Confirmed opt-in (COI) —a.k.a. double opt-in— is a technique to confirm subscriptions. The server tests a new user's email address right after getting it, requiring the user to confirm, as an integral part of the subscription process. This practice dates back to 1993, when Eric Thomas’s LISTSERV software added an address-verification / subscription confirmation feature (released March 15, 1993). It came years before privacy laws required the interested party's consent when sharing personal data.
Triple opt-in would be a kind of confirmed opt-in that requires three parties —the user, the user's mail server, and the list server— to interact with one another in order to complete each subscription. Differently from double opt-in, triple opt-in requires a specific protocol intentionally conceived to allow the two involved servers to exchange the relevant data. This protocol is designed so as to fix forwarding in general; that is, not only bulk mail and lists, but also dot-forward files and backup MXes.
Criticism
One reason this kind of authentication might be unpopular is that it requires a relationship of trust between users and their mailbox providers. This trust may seem obvious, considering, for example, that forgotten passwords are reset via email. A person's email address has become an identity token. Yet, some users find it hard to bear having to entrust their communications to a third party suspected of intercepting them, profiling and reselling private data, and worse. Things would be different if the mailbox provider were the server of a household, of a company, a club, or similar association. Indeed, the 'domain-part' of an address used to characterize people. Nowadays, everyone has 'gmail' or something. There are two reasons for this state of affairs. One is that running a mail server is not so simple. The other one is that server connections can cost much more than residential ones. Having to install your server on a server farm, at the mercy of an external admin, doesn't seem to be much different from letting the external admin manage your mail directly, as far as privacy is concerned.
An additional difficulty is that triple opt-in requires cooperation between senders and mailbox providers.

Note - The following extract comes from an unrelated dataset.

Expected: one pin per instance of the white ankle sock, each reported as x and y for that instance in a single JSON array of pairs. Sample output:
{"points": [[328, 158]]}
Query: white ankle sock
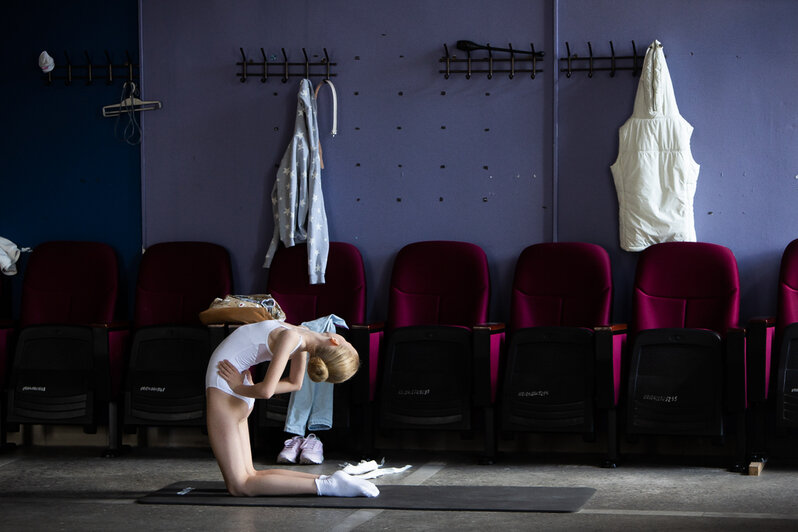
{"points": [[342, 485]]}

DNS declaration of Cooperative Mailbox Provider
To start experimenting this protocol, a mailbox provider notifies it to all interested parties by publishing an "underscored" DNS resource record named _fixforwarding. For example:
example.com._fixforwarding TXT "v=fixforwarding; post=https://www.example.com/.well-known/fixforwarding"
The DNS record contains all the information that a forwarder needs to know to request an authorization through a standardized web form. For example, a mailing list manager (MLM) can determine whether example.com can authorize it to forward messages. When a user subscribes with an address ending in @example.com, the MLM verifies that example.com is compliant by looking up the above record, and fills out the standardized web form at the specified URL. It can do this while sending the subscription confirmation request (opt-in) to the user, or it can omit that step, as example.com will still ask the user to confirm their subscription and notify the forwarder/ requester of the result.
What is a standardized web form?
The web form fields have standard names and requirements, so an MLM can set up a script that automatically sends an authorization request every time a user from a compliant mailbox provider signs up. However, it's also possible to fill out the form manually, either for initial testing or for small providers that don't have automatic email forwarding setup.